Thursday 14 July 2011

Cinema Review - LAST YEAR IN MARIENBAD

Last year in Marienbad (au L'année dernière à Marienbad is a surrealist piece from 1961, lauded as a cinematic masterpiece; it's obscure and non-linear narrative inspires much debate in regards to any extractable plot.

Last Year In Mariendbad's praise has won it a Golden Lion at the Venice film festival and an Academy award for original screenplay, as well as commendations as essential cinema schooling. Having said that, there's the fracas to its enigma of being rated as one of The Fifty Worst Films in a book by The Medveds (originators of the Hollywood 'Walk of Shame' and Golden Turkey awards)
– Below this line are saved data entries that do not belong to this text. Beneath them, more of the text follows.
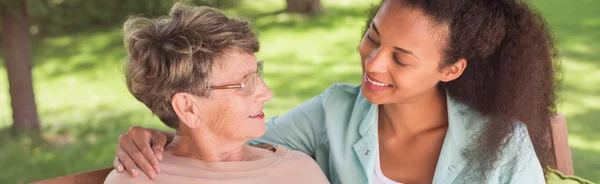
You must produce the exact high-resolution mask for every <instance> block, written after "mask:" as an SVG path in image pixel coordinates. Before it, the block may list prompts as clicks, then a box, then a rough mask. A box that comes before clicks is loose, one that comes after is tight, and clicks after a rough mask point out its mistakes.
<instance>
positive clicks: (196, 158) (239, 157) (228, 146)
mask: <svg viewBox="0 0 600 184" xmlns="http://www.w3.org/2000/svg"><path fill="white" fill-rule="evenodd" d="M244 146H245V142H243V141H239V142H232V141H226V140H222V139H220V138H218V137H217V136H214V135H210V134H203V135H198V134H189V133H186V131H177V134H176V135H175V137H174V138H173V142H171V144H169V145H168V146H167V147H166V148H165V151H166V152H168V153H170V154H172V155H174V156H179V157H188V158H194V159H198V160H203V161H207V162H225V161H243V160H246V159H247V158H248V157H247V156H246V153H245V150H246V149H244Z"/></svg>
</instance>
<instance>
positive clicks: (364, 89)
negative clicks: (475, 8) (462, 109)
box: [358, 1, 448, 104]
mask: <svg viewBox="0 0 600 184" xmlns="http://www.w3.org/2000/svg"><path fill="white" fill-rule="evenodd" d="M447 30H448V28H447V26H445V25H437V24H435V23H434V22H433V20H431V19H429V18H428V17H426V16H425V15H424V14H423V13H422V12H421V11H420V10H415V9H411V8H410V7H406V6H405V5H404V4H402V2H401V1H385V2H384V4H383V5H382V6H381V8H380V9H379V11H378V12H377V15H376V16H375V18H374V19H373V22H371V25H370V27H369V29H368V30H367V31H366V33H365V35H364V36H363V39H362V41H361V43H360V46H359V49H358V50H359V53H360V56H361V61H362V68H363V82H362V93H363V95H364V96H365V98H367V99H368V100H369V101H370V102H371V103H374V104H391V103H406V102H411V101H414V100H416V99H419V97H421V96H423V95H424V94H427V93H428V92H433V91H434V90H435V86H436V85H437V84H438V82H439V81H440V80H442V78H443V73H442V72H441V71H440V69H439V64H440V62H441V60H442V56H443V54H442V53H443V52H442V51H443V48H444V45H445V43H446V39H447V36H446V34H447V32H448V31H447Z"/></svg>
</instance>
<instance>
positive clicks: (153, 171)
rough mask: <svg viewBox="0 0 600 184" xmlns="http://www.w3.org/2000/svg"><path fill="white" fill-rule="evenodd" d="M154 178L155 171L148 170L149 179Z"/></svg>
mask: <svg viewBox="0 0 600 184" xmlns="http://www.w3.org/2000/svg"><path fill="white" fill-rule="evenodd" d="M154 178H156V172H155V171H152V172H150V179H154Z"/></svg>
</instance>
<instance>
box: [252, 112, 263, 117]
mask: <svg viewBox="0 0 600 184" xmlns="http://www.w3.org/2000/svg"><path fill="white" fill-rule="evenodd" d="M261 113H262V111H260V112H258V113H256V114H254V115H252V116H250V117H254V116H258V115H259V114H261Z"/></svg>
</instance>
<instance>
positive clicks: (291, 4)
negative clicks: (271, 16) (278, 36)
mask: <svg viewBox="0 0 600 184" xmlns="http://www.w3.org/2000/svg"><path fill="white" fill-rule="evenodd" d="M286 2H287V11H289V12H296V13H302V14H308V15H313V14H317V13H319V12H320V11H321V0H286Z"/></svg>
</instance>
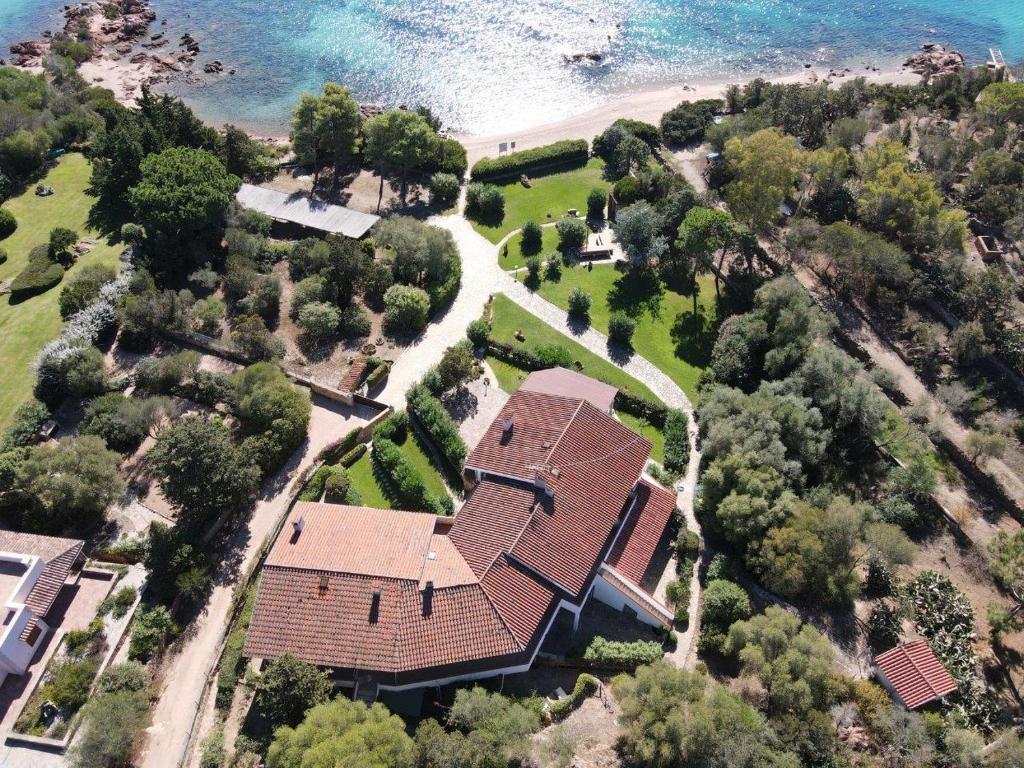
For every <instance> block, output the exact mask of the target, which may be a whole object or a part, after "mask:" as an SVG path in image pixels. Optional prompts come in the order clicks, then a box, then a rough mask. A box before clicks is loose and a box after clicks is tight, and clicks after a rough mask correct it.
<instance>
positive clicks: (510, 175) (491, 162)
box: [470, 138, 590, 181]
mask: <svg viewBox="0 0 1024 768" xmlns="http://www.w3.org/2000/svg"><path fill="white" fill-rule="evenodd" d="M589 159H590V146H589V145H588V143H587V140H586V139H582V138H574V139H565V140H563V141H556V142H555V143H553V144H545V145H544V146H538V147H537V148H535V150H523V151H522V152H513V153H511V154H509V155H505V156H503V157H500V158H483V159H482V160H478V161H476V163H475V164H474V165H473V170H472V171H471V172H470V178H471V179H472V180H473V181H484V180H493V179H497V178H502V177H508V176H518V175H520V174H522V173H525V172H526V171H529V170H534V169H537V168H541V167H548V166H555V165H570V164H579V165H584V164H585V163H586V162H587V161H588V160H589Z"/></svg>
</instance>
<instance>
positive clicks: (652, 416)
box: [614, 389, 685, 429]
mask: <svg viewBox="0 0 1024 768" xmlns="http://www.w3.org/2000/svg"><path fill="white" fill-rule="evenodd" d="M614 407H615V411H622V412H623V413H626V414H629V415H630V416H635V417H637V418H638V419H643V420H644V421H646V422H647V423H648V424H651V425H652V426H655V427H657V428H658V429H660V428H663V427H665V421H666V419H667V418H668V417H669V409H668V408H666V407H665V406H663V404H662V403H660V402H654V401H653V400H648V399H647V398H645V397H639V396H637V395H635V394H630V393H629V392H624V391H623V390H621V389H620V390H618V391H617V392H616V393H615V400H614ZM683 416H685V414H683Z"/></svg>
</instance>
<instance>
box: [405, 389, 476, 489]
mask: <svg viewBox="0 0 1024 768" xmlns="http://www.w3.org/2000/svg"><path fill="white" fill-rule="evenodd" d="M406 399H407V402H408V406H409V412H410V413H411V414H412V415H413V416H414V417H415V418H416V420H417V421H418V422H419V424H420V426H422V427H423V429H424V430H425V431H426V432H427V434H428V435H429V436H430V439H431V440H433V442H434V444H435V445H436V446H437V450H438V451H440V453H441V455H442V456H443V457H444V459H445V460H446V461H447V462H449V464H451V465H452V467H453V469H456V470H458V471H460V472H461V471H462V463H463V462H464V461H466V443H465V442H464V441H463V439H462V436H461V435H460V434H459V427H458V425H457V424H456V423H455V421H454V420H453V419H452V417H451V416H449V413H447V411H445V410H444V407H443V406H442V404H441V401H440V400H438V399H437V398H436V397H434V396H433V395H432V394H430V392H429V391H427V389H426V387H424V386H421V385H418V386H414V387H413V388H412V389H410V390H409V392H407V393H406Z"/></svg>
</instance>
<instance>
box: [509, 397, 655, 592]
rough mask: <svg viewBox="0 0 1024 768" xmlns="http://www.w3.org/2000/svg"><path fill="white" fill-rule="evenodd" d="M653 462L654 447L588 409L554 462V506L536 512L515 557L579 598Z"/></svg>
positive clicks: (567, 431) (561, 442)
mask: <svg viewBox="0 0 1024 768" xmlns="http://www.w3.org/2000/svg"><path fill="white" fill-rule="evenodd" d="M649 455H650V443H649V442H648V441H647V440H646V439H644V438H643V437H641V436H640V435H638V434H636V433H635V432H633V431H632V430H630V429H629V428H628V427H626V426H625V425H623V424H622V423H620V422H618V421H616V420H615V419H613V418H611V417H610V416H608V415H607V414H602V413H601V412H600V411H598V410H597V409H596V408H594V407H593V406H591V404H590V403H589V402H582V403H581V406H580V409H579V411H578V412H577V414H575V415H574V416H573V418H572V419H571V421H570V422H569V424H568V425H567V426H566V428H565V431H564V433H563V434H562V436H561V438H560V439H559V440H558V442H557V443H556V444H555V445H554V447H553V449H552V451H551V454H550V455H549V457H548V465H549V467H550V468H551V470H550V472H548V473H545V476H544V477H545V482H546V483H547V484H548V485H549V486H550V487H551V488H552V489H553V490H554V497H553V499H551V500H549V501H546V502H545V504H544V505H543V507H542V508H541V509H539V510H537V511H536V512H535V513H534V515H532V516H531V517H530V520H529V522H528V523H527V525H526V527H525V528H524V529H523V532H522V536H521V537H520V538H519V541H517V542H516V544H515V546H513V548H512V550H511V554H512V556H513V557H515V558H516V559H517V560H519V561H520V562H523V563H525V564H526V565H528V566H529V567H530V568H532V569H534V570H536V571H537V572H538V573H540V574H541V575H543V577H545V578H546V579H548V580H550V581H552V582H554V583H555V584H557V585H558V586H560V587H562V588H564V589H565V590H566V591H568V592H569V593H570V594H572V595H579V594H580V592H581V591H582V590H583V589H584V588H585V587H586V585H587V583H588V581H589V578H590V575H591V574H592V573H593V571H594V569H595V568H596V566H597V564H598V561H599V560H600V559H601V556H602V553H603V551H604V548H605V547H606V546H607V543H608V539H609V537H610V535H611V532H612V530H614V527H615V525H616V524H617V522H618V520H620V517H621V516H622V513H623V509H624V507H625V505H626V504H627V503H628V502H629V500H630V494H631V493H632V492H633V488H634V487H635V485H636V483H637V479H638V478H639V477H640V473H641V472H642V471H643V468H644V466H645V465H646V463H647V457H648V456H649Z"/></svg>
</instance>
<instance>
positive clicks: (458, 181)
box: [430, 173, 460, 205]
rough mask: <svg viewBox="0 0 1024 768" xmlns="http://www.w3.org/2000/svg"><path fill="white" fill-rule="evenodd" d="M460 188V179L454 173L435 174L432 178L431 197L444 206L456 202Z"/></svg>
mask: <svg viewBox="0 0 1024 768" xmlns="http://www.w3.org/2000/svg"><path fill="white" fill-rule="evenodd" d="M459 186H460V182H459V178H458V176H456V175H455V174H453V173H435V174H434V175H433V176H431V177H430V196H431V198H433V199H434V200H436V201H437V202H439V203H441V204H442V205H451V204H452V203H454V202H455V200H456V198H458V197H459Z"/></svg>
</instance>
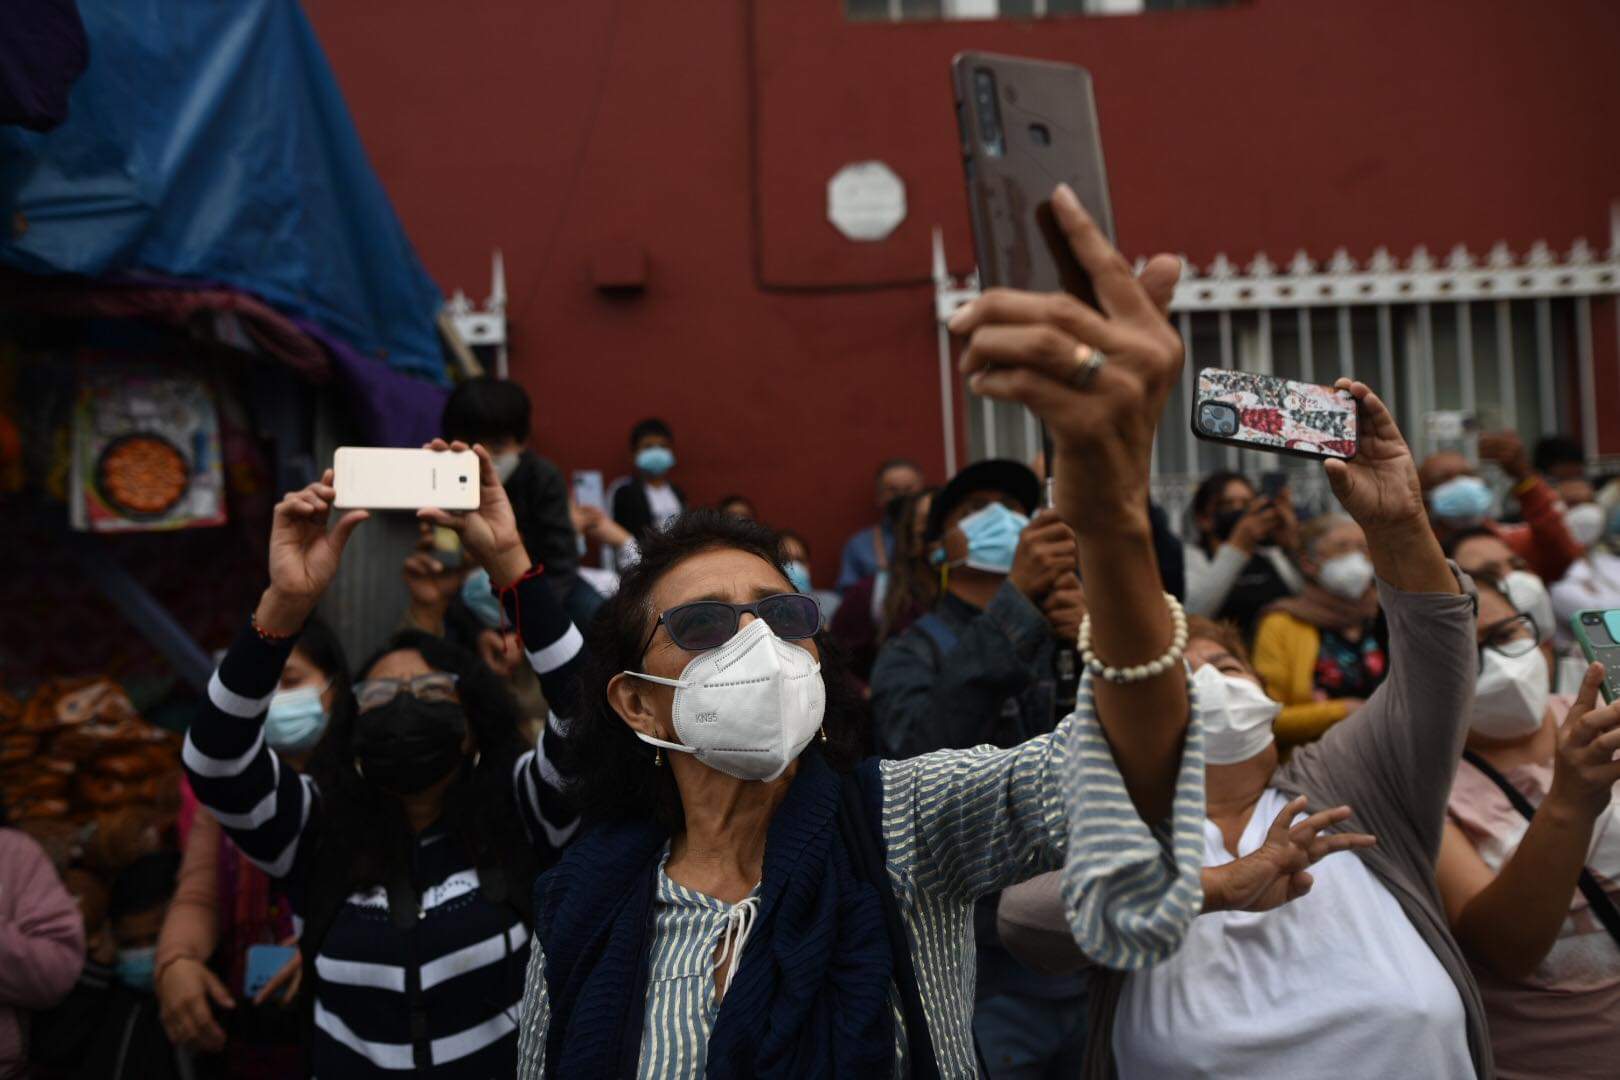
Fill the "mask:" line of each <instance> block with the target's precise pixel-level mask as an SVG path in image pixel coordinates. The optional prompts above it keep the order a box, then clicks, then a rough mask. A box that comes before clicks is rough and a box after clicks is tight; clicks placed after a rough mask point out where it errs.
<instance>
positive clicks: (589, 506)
mask: <svg viewBox="0 0 1620 1080" xmlns="http://www.w3.org/2000/svg"><path fill="white" fill-rule="evenodd" d="M573 504H575V505H578V507H596V508H598V510H606V508H608V497H606V495H604V494H603V474H601V471H599V470H573Z"/></svg>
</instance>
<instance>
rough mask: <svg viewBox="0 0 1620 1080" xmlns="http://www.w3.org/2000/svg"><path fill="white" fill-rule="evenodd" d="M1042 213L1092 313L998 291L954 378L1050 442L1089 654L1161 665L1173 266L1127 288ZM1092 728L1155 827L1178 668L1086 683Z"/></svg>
mask: <svg viewBox="0 0 1620 1080" xmlns="http://www.w3.org/2000/svg"><path fill="white" fill-rule="evenodd" d="M1051 207H1053V214H1055V215H1056V220H1058V223H1059V225H1061V228H1063V232H1064V235H1066V236H1068V241H1069V246H1071V248H1072V249H1074V254H1076V257H1077V259H1079V261H1081V264H1082V266H1084V267H1085V270H1087V272H1089V274H1090V279H1092V283H1093V285H1095V287H1097V296H1098V304H1100V311H1098V309H1097V308H1092V306H1089V304H1085V303H1082V301H1081V300H1077V298H1074V296H1071V295H1068V293H1045V295H1043V293H1025V291H1013V290H1000V288H996V290H990V291H988V293H985V295H983V296H980V298H978V300H975V301H972V303H969V304H966V306H964V308H962V309H961V311H957V313H956V316H954V317H953V319H951V330H954V332H956V334H969V335H970V340H969V345H967V350H966V353H964V355H962V371H964V372H969V376H970V377H969V385H970V387H972V389H974V392H975V393H980V395H983V397H993V398H1000V400H1006V402H1019V403H1022V405H1025V406H1029V408H1030V410H1032V411H1035V415H1037V416H1040V419H1042V421H1043V423H1045V424H1047V429H1048V431H1050V432H1051V440H1053V476H1055V492H1053V494H1055V502H1056V507H1058V512H1059V513H1061V515H1063V520H1064V521H1068V523H1069V526H1071V528H1072V529H1074V534H1076V539H1077V541H1079V552H1081V580H1082V581H1084V583H1085V602H1087V607H1089V610H1090V619H1092V649H1093V651H1095V654H1097V657H1098V659H1100V661H1102V662H1103V664H1106V665H1108V667H1113V669H1119V670H1126V669H1131V667H1132V665H1145V664H1150V662H1152V661H1155V659H1158V657H1163V656H1165V654H1166V651H1168V649H1170V646H1171V641H1173V635H1174V625H1173V620H1171V609H1170V606H1168V604H1165V602H1163V601H1162V599H1158V597H1160V596H1162V593H1163V581H1162V580H1160V575H1158V562H1157V559H1155V554H1153V529H1152V523H1150V520H1149V508H1147V491H1149V474H1150V461H1152V452H1153V432H1155V429H1157V427H1158V418H1160V415H1162V413H1163V411H1165V402H1166V398H1168V395H1170V390H1171V387H1173V385H1174V382H1176V379H1178V377H1179V374H1181V359H1183V348H1181V338H1179V337H1178V335H1176V332H1174V329H1173V327H1171V325H1170V321H1168V317H1166V314H1165V313H1166V309H1168V306H1170V298H1171V295H1173V291H1174V285H1176V279H1178V275H1179V266H1181V264H1179V261H1178V259H1174V257H1173V256H1157V257H1155V259H1153V261H1150V262H1149V264H1147V269H1145V270H1144V272H1142V277H1140V280H1139V279H1137V277H1134V275H1132V274H1131V266H1129V264H1128V262H1126V261H1124V256H1121V254H1119V253H1118V251H1116V249H1115V246H1113V244H1111V243H1108V238H1106V236H1103V233H1102V230H1100V228H1098V227H1097V222H1093V220H1092V219H1090V215H1089V214H1087V212H1085V210H1084V209H1082V207H1081V202H1079V199H1076V198H1074V193H1072V191H1071V189H1069V188H1068V186H1066V185H1059V186H1058V189H1056V191H1055V193H1053V198H1051ZM1105 356H1106V359H1105ZM1097 716H1098V719H1100V721H1102V727H1103V730H1105V732H1106V733H1108V743H1110V746H1111V748H1113V755H1115V758H1116V761H1118V763H1119V772H1121V776H1123V777H1124V784H1126V790H1129V792H1131V801H1132V803H1134V805H1136V808H1137V811H1139V813H1140V814H1142V816H1144V818H1145V819H1149V821H1163V819H1165V818H1166V816H1168V813H1170V805H1171V797H1173V792H1174V787H1176V769H1178V763H1179V759H1181V740H1183V735H1184V733H1186V727H1187V688H1186V680H1184V677H1183V672H1181V665H1179V664H1168V665H1163V667H1162V670H1160V674H1157V675H1152V677H1149V678H1139V680H1134V682H1124V683H1113V682H1108V680H1098V685H1097Z"/></svg>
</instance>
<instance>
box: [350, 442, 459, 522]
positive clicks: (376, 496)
mask: <svg viewBox="0 0 1620 1080" xmlns="http://www.w3.org/2000/svg"><path fill="white" fill-rule="evenodd" d="M332 471H334V473H335V476H334V483H332V486H334V487H337V502H334V504H332V505H335V507H337V508H339V510H420V508H423V507H436V508H439V510H476V508H478V455H476V453H473V452H471V450H460V452H455V450H394V449H387V447H339V449H337V455H335V457H334V458H332Z"/></svg>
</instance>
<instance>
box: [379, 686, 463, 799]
mask: <svg viewBox="0 0 1620 1080" xmlns="http://www.w3.org/2000/svg"><path fill="white" fill-rule="evenodd" d="M465 737H467V714H465V712H462V706H458V704H457V703H454V701H418V699H416V698H415V696H411V695H410V693H400V695H399V696H397V698H394V701H389V703H387V704H384V706H379V708H376V709H369V711H366V712H361V714H360V716H358V717H356V719H355V756H356V758H358V764H360V771H361V774H363V776H364V777H366V779H368V780H371V782H373V784H376V785H377V787H382V789H387V790H390V792H394V793H397V795H415V793H416V792H423V790H426V789H429V787H433V785H434V784H437V782H439V780H442V779H444V777H447V776H449V774H450V772H452V771H454V769H455V766H457V764H460V761H462V756H463V755H462V740H463V738H465Z"/></svg>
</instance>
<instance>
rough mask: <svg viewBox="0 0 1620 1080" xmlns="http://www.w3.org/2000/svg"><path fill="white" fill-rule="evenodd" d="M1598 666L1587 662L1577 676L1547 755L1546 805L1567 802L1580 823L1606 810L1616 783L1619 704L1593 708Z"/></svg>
mask: <svg viewBox="0 0 1620 1080" xmlns="http://www.w3.org/2000/svg"><path fill="white" fill-rule="evenodd" d="M1602 682H1604V665H1602V664H1592V665H1591V667H1588V669H1586V678H1583V680H1581V691H1579V693H1578V695H1576V696H1575V704H1571V706H1570V714H1568V716H1567V717H1565V719H1563V727H1560V729H1558V751H1557V753H1555V755H1554V758H1552V787H1550V789H1549V792H1547V803H1549V805H1554V806H1567V808H1570V810H1571V811H1575V813H1576V814H1578V816H1579V819H1583V821H1597V816H1599V814H1602V813H1604V810H1607V808H1609V800H1610V798H1612V797H1614V787H1615V784H1617V782H1620V761H1615V751H1617V750H1620V703H1615V704H1605V706H1602V708H1597V688H1599V687H1601V685H1602Z"/></svg>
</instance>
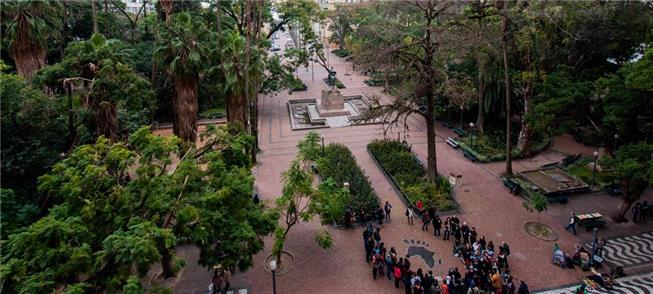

The plot, through repetition ciphers of dialogue, and sweeping long shots with no chronological imperative establishes a first man attempting to convince a woman he meets at a grand Château social gathering that not only did they meet the year before; but they very well fell in love and that she has been waiting for him. A second man (probably the woman's husband) assumes his dominance by 'never losing' supremely orchestrated Nim matches to the first man.

The combination of sweeping shots; never-ending corridors and spiral staircases; repeated dialogue; flashbacks; flash-forwards and detached performances from all the leads exude a dream-like, transcendental quality. The score is usually simple crescendos or organs, with the overall effect a somewhat jarring timelessness loop. The viewer is abandoned from any plot resolution as how is it possible to make concrete judgement with no means to discern reality from imagination or dream? And that's the point.



This is french Dada-ist. Check the movement. Sure, it makes for fascinating and at times witty viewing. But the 'perfection' of the environment; the depletion of humanistic traits; the ornamental garden (where trees cast no shadows mind you) and once again I utter; the oft-repeated dialogue draws bee-lines to the theatre of the absurd..



Reclined in my BFI seat at Southbank, I couldn't help but feel like I was in on Alain Resnais and Alain Robbe-Grillet's joke... the sterile and polished exterior; the decay of decadence; renders all meaning defunct, leaving one protagonist on a mission (Persuasive? Unreasonable? Mesmerising? Abusive?)to connect some links between hearts.

Do go watch it. For what it's worth, view it as a meta-film, or an epic poem with visual stimulus. Feel free to love it or hate it. Next year you may not even know.